I was trying to create a sparse matrix using scipy.sparse (100000 X
100000) with just the first row and first column filled with ones.
Lets call this matrix Asp. This is how I created Asp

from scipy import sparse
Asp = scipy.lil_matrix(100000,100000)
for i in range(100000):
Asp[i,0] = i
Asp[0,i] = i
Bsp = (Asp.tocsr())*(Asp.tocsr())

This multiplication to get Bsp is taking a long time (to the order of
over an hour).
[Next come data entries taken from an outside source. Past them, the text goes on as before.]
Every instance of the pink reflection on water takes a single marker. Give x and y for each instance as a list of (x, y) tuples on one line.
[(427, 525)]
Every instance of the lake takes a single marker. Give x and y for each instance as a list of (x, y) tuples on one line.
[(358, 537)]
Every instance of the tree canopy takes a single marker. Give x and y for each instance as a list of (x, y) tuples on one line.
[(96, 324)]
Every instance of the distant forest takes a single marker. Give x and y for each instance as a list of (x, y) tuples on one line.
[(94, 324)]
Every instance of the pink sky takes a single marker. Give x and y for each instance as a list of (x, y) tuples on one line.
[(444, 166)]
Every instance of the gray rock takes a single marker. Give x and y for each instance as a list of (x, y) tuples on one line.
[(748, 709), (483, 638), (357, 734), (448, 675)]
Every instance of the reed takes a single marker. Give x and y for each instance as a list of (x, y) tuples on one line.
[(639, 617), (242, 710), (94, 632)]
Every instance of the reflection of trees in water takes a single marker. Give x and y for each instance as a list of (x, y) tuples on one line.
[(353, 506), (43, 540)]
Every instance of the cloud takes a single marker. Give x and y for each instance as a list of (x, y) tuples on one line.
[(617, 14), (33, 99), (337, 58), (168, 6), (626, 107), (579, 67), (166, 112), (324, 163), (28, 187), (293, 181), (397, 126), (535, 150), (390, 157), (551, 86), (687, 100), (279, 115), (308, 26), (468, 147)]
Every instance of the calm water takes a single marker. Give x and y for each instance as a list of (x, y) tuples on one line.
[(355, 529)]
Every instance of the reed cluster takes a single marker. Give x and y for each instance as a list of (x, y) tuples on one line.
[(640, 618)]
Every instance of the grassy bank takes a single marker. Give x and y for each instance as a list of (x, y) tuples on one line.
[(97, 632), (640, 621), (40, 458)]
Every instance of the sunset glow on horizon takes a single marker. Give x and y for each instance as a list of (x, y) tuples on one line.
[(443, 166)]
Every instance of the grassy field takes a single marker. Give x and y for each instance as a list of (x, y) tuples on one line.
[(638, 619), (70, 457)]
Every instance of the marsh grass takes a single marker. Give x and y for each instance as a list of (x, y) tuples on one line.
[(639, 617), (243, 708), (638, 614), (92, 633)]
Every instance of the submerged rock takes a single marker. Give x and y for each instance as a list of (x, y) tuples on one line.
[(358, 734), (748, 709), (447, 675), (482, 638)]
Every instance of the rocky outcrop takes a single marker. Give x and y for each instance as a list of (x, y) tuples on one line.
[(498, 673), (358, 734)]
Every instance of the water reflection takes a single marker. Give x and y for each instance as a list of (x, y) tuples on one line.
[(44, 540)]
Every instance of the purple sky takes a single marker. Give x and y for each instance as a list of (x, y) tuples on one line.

Is there some other way of storing such huge sparse
matrices and doing their multiplications or is this the most optimal
way?

dingo_1980, May 13, 2008

2. ### Peter OttenGuest

I think sparse matrices don't help here because the result isn't sparse.
Looking at your example I think you can see that A[i,k] == A[i,0]*A[0,k] for
i,k != 0,0, so for a matrix of that structure you might get away with
something like

# use at your own risk
import numpy

N = 10**4 # I get a MemoryError for a bigger exponent
b = numpy.array(range(N))
a = numpy.zeros((N, N)) + b
a *= a.transpose()
a[0,0] = (b*b).sum()
print a

But for expert advice you better ask on the numpy mailing list...

Peter

Peter Otten, May 13, 2008

3. ### Peter OttenGuest

I think sparse matrices don't help here because the result isn't sparse.
Looking at your example I think you can see that B[i,k] == A[i,0]*A[0,k] for
i,k != 0,0, so for a matrix of that structure you might get away with
something like

# use at your own risk
import numpy

N = 10**4 # I get a MemoryError for a bigger exponent
b = numpy.array(range(N))
a = numpy.zeros((N, N)) + b
a *= a.transpose()
a[0,0] = (b*b).sum()
print a

But for expert advice you better ask on the numpy mailing list...

Peter

Peter Otten, May 13, 2008
4. ### Peter OttenGuest

Sorry, this is nonsense.

Peter Otten, May 13, 2008
5. ### Peter OttenGuest

Maybe not as bad as I feared. I seems you can't transpose and
inplace-multiply, so

# use at your own risk
import numpy

N = 5
b = numpy.array(range(N))
a = numpy.zeros((N, N)) + b
a = a * a.transpose()
a[0,0] = (b*b).sum()
print a

might work if there is sufficient memory available...

Peter

Peter Otten, May 13, 2008